A big part of the formal agenda focused on sharing success stories as well as sharing tools and strategies that are working well with clients. However, I think the best peer learning opportunities are what happen off agenda, during breaks, and over meals.

I have attended lots of conferences over my career, and I feel I have brought something new and positive back from every meeting. However, it seems to me the more formal and “over produced” the meeting, the less real value I have received. In too many of those settings, the sharing among attendees becomes more of a competition than a collaboration. Each subsequent story and victory gets bigger than the last and just a little further removed from reality. I think, too often, people leave feeling completely inadequate and defeated.
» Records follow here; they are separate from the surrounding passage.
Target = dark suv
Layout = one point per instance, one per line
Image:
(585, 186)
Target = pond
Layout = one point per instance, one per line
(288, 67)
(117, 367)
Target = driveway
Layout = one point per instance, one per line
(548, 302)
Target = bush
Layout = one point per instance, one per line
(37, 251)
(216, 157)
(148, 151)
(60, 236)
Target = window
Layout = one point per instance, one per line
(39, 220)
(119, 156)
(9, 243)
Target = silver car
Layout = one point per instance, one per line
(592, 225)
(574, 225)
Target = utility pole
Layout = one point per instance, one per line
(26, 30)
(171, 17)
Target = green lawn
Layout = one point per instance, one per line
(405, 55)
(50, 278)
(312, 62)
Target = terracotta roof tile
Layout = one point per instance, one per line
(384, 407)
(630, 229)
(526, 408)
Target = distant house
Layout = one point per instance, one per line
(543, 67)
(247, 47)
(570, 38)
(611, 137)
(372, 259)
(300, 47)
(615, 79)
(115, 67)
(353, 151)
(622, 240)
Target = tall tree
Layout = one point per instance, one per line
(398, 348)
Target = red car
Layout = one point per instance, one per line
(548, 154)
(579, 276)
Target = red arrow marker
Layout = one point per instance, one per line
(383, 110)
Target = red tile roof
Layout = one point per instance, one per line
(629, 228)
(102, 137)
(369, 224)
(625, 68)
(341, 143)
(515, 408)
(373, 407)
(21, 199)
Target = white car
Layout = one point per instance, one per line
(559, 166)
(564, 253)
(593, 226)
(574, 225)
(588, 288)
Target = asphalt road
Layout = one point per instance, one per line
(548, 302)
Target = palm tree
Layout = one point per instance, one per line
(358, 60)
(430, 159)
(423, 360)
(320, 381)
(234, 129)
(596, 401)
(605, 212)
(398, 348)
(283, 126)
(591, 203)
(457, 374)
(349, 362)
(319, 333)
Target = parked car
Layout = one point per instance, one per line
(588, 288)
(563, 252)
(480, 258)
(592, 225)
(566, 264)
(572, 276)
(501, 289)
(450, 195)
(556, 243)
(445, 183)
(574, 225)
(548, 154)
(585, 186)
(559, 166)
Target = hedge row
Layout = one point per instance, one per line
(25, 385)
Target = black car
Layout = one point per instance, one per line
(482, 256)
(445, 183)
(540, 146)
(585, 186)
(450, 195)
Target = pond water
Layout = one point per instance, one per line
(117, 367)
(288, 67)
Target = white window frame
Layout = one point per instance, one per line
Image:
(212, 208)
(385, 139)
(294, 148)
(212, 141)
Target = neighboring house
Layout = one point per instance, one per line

Probably the single biggest factor contributing to the success of the conference wasn’t the setting or the content, rather it was the transparency and vulnerability with which our members came to BGNLive!.

Sure there were success stories shared, but just as important as the achievement itself, the stories of the initial struggles to get to that point were shared openly. That type of sharing empowers people to see that others have shared the same struggle, and that they have found their breakthrough.

In preparation for the conference, some of our members served as “social media guinea pigs”. They helped everyone to see that what today may be confusing and overwhelming can be brought within reach for even the most remedial of students. Having members willingly putting themselves in the “before” picture helped their peer group witness the breakthrough firsthand.

We heard confessions of those who “stopped working in the late 90’s”, but have regained focus and are enjoying new levels of success.

I overheard many conversations where the discussion was more on the bad habits that need to be broken as opposed to being a brag session.

I loved all of that! After all, isn’t that why you go to a meeting, to get better?! How can you get better if you aren’t willing to pull back the curtain?

It just makes for a more productive experience for everyone. Many times the way you will help someone (and find help yourself) isn’t just because you have found an answer, its because you have experienced the problem firsthand.

And guess what? That vulnerability will make you much more approachable as others have ideas of how you can overcome your next struggle. Or when they need help, you are viewed as someone who can relate and might have ideas for them.

Making yourself vulnerable like this is what truly opens the lines of communication.